1 Persoonstaal en identiteitstaal
Wat is de meest geschikte manier om mensen met de diagnose autisme aan te spreken, waarbij de taal van de persoon centraal staat (d.w.z. personen met autisme) of door gebruik te maken van taal waarbij de identiteit voorop staat (d.w.z. autistische personen)? In ons lab kiezen we ervoor om beide talen te gebruiken, omdat beide verschillende manieren bieden om het stigma van autisme en handicaps weg te nemen (Vivanti, 2020), en er is momenteel niet genoeg onderzoek om te wijzen op één universeel aanvaardbare en respectvolle terminologie (Dunn & Andrews, 2015).
„Personen met autisme”
: De taal waarin de persoon centraal staat, benadrukt de waarde van de persoon boven en buiten de handicap: het pleit ervoor dat een persoon met een handicap in de eerste plaats 'een persoon' is en dus alle mensenrechten, kansen en gepaste eerbied verdient zoals die aan elk ander mens worden toegekend (Vivanti, 2020). Het benadrukt ook de waarde, autonomie en uniciteit van de persoon, waarvan de handicap niet het bepalende kenmerk is (Wright, 1983). Voor het eerst voorgesteld binnen de beweging voor de rechten van mensen met een handicap (Kenny et al., 2016), was bedoeld om een positievere identiteit van mensen met een handicap te creëren (Bailey, 1991; Blaska, 1993) en zich te verzetten tegen de traditionele opvatting van invaliditeit als een medische aandoening die moet worden genezen of voorkomen (Williams, 1996). Uit een onderzoek in Nederland onder ongeveer 500 volwassenen met de diagnose autisme bleek dat de meerderheid de voorkeur gaf aan de persoonstaal (Wevers, 2020).

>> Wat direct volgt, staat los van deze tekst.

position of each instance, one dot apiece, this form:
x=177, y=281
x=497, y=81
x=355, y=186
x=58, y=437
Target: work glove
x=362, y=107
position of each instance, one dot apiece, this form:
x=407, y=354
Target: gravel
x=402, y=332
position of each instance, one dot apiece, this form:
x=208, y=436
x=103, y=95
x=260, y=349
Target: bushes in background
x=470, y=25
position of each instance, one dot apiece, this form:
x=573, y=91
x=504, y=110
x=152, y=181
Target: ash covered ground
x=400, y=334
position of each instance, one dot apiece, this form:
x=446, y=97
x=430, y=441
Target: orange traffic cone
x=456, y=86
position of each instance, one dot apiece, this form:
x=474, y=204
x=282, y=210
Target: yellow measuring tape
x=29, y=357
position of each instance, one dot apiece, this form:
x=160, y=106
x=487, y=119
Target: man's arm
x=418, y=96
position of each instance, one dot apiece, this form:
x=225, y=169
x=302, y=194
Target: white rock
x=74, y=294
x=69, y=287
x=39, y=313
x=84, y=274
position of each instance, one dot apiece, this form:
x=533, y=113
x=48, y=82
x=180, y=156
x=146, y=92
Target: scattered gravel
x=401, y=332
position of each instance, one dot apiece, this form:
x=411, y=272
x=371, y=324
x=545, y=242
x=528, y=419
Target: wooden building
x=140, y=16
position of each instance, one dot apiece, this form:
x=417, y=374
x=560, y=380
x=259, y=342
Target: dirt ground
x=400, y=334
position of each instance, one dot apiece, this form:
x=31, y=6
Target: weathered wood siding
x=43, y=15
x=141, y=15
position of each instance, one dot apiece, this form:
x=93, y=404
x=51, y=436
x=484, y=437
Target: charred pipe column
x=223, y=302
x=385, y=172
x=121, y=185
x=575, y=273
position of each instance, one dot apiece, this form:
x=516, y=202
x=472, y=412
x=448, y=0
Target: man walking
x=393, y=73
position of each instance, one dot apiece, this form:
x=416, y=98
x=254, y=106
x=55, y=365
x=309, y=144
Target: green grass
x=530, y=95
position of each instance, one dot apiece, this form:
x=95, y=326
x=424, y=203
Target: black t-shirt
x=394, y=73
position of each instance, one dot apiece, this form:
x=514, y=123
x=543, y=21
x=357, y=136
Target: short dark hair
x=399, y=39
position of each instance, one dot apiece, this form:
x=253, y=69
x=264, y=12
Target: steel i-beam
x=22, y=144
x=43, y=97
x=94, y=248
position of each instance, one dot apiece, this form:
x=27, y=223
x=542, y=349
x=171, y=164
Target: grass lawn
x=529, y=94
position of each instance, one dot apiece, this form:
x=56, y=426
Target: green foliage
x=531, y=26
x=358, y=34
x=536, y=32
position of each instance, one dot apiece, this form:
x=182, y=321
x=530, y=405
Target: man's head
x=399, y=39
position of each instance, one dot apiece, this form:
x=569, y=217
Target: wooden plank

„Autistische individuen”: Identity-first language benadrukt dat een handicap zelf de reden kan zijn voor trots en feest (Vivanti, 2020). In sommige autistische gemeenschappen (Gernsbacher, 2017; Sinclair, 1999) wordt de voorkeur gegeven aan taal die de voorkeur geniet van een groot percentage autistische volwassenen, familieleden, vrienden en ouders (Kenny et al., 2016). Het vermijdt het bagatelliseren van de onafscheidelijke relatie tussen de persoon en de diagnose, en ontkent niet de mogelijkheid dat iemand trots kan zijn op zijn of haar identificatie. Het maakt ook gebruik van de algemene logica dat positieve en wenselijke eigenschappen aan de zelfstandige naamwoorden moeten voorafgaan, zoals we zouden zeggen „intelligente mensen” in plaats van „mensen met intelligentie”. De onderliggende opvatting van taal waarbij identiteit voorop staat, is dat autisme een uiting is van neurodiversiteit, in plaats van een pathologie, en dat de autismecultuur erkend, gewaardeerd en gevierd moet worden (Altman, 2001; Robertson & Ne'eman, 2008).

(Aangepast van p.17-18 in: Li, B. (2021, 10 november). Begrijpen, uiten en interageren: de ontwikkeling van emotioneel functioneren bij jonge kinderen met autisme. Lees meer hier.)